Assume I have a data point $\mathbf{x} = [x_1, x_2, \ldots, x_D]^\top$ which I want to classify into one of two mutually exclusive categories $\mathcal{C}_0$ and $\mathcal{C}_1$. I can create a simple neural network with $D+1$ parameters and train with sigmoid cross entropy loss: $$ \hat{y}_1 = \sigma(\mathbf{w}_1^\top\mathbf{x} + b_1) \tag{1}\label{1} $$ where $\mathbf{w}_1 \in \mathbb{R}^D$ and $b_1 \in \mathbb{R}$ and $\sigma(z) = 1/(1 + \exp(-z))$. The label here would be a scalar $0$ or $1$.
Or I could create a network with $2D+2$ parameters and train with softmax cross entropy loss: $$ \mathbf{\hat{y}}_2 = \mbox{softmax}(\mathbf{W}_2\mathbf{x} + \mathbf{b}_2) \tag{2}\label{2} $$ where $\mathbf{W}_2 \in \mathbb{R}^{2 \times D}$ and $\mathbf{b}_2 \in \mathbb{R}^2$. Here, the dimensions of $\mathbf{y}_2$ sum to $1$ because of the softmax. The label here would be either the one-hot vector $[1, 0]^\top$ or $[0, 1]^\top$.
Questions:
- Does it ever make sense to use the form in equation $\eqref{2}$ over equation $\eqref{1}$ given that it has twice the number of parameters?

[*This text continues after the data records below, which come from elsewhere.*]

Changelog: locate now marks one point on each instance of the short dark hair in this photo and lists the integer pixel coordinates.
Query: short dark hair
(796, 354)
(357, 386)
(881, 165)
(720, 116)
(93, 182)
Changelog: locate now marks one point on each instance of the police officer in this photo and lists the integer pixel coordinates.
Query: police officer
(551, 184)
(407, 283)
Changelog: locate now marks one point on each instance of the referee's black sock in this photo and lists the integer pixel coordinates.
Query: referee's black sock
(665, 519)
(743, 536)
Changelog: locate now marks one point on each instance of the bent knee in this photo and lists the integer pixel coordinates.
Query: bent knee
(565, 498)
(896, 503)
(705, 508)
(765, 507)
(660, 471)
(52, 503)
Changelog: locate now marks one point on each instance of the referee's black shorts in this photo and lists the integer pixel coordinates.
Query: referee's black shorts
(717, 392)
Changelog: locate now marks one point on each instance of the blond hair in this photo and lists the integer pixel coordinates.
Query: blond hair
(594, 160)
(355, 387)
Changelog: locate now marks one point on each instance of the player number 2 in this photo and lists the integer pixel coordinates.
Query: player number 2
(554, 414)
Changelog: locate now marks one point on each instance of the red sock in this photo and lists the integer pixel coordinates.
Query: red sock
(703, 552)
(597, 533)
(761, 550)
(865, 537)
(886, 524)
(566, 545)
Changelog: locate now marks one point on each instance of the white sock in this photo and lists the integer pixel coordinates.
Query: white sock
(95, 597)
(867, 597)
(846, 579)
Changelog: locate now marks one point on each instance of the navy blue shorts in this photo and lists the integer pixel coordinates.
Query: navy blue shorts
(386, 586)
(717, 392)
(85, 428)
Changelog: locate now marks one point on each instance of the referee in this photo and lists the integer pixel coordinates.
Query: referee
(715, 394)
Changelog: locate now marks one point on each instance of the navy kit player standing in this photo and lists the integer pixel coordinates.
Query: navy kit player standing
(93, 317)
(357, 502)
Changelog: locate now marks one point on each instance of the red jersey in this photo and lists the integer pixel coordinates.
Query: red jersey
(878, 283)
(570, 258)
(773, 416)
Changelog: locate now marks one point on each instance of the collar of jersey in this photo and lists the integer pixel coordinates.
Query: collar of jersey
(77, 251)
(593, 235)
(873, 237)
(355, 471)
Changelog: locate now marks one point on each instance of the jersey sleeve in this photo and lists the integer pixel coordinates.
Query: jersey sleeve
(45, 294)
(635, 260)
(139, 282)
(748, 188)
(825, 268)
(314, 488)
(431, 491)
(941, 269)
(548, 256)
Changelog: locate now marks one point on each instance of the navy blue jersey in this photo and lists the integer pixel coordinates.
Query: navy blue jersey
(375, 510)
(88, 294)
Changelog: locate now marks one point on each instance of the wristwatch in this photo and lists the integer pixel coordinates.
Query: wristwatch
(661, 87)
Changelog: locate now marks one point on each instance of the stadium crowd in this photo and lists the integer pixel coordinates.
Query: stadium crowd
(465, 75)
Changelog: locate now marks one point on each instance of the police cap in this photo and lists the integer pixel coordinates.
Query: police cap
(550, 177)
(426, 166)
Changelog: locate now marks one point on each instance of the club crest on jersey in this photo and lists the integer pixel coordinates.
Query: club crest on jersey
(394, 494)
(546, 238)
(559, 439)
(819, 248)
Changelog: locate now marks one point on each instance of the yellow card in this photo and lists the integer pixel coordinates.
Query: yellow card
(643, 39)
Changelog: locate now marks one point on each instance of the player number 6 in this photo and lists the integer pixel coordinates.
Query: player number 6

- When we use softmax and go from 2-class classification to 3-class classification, we increase the number of parameters from $D+1$ to $3D + 3$. However, intuitively it seems that if we can do 2-class classification with $D+1$ parameters, we should be able to do 3-class with $2D + 2$. Is this intuition correct, and if so, is this normally done in practice?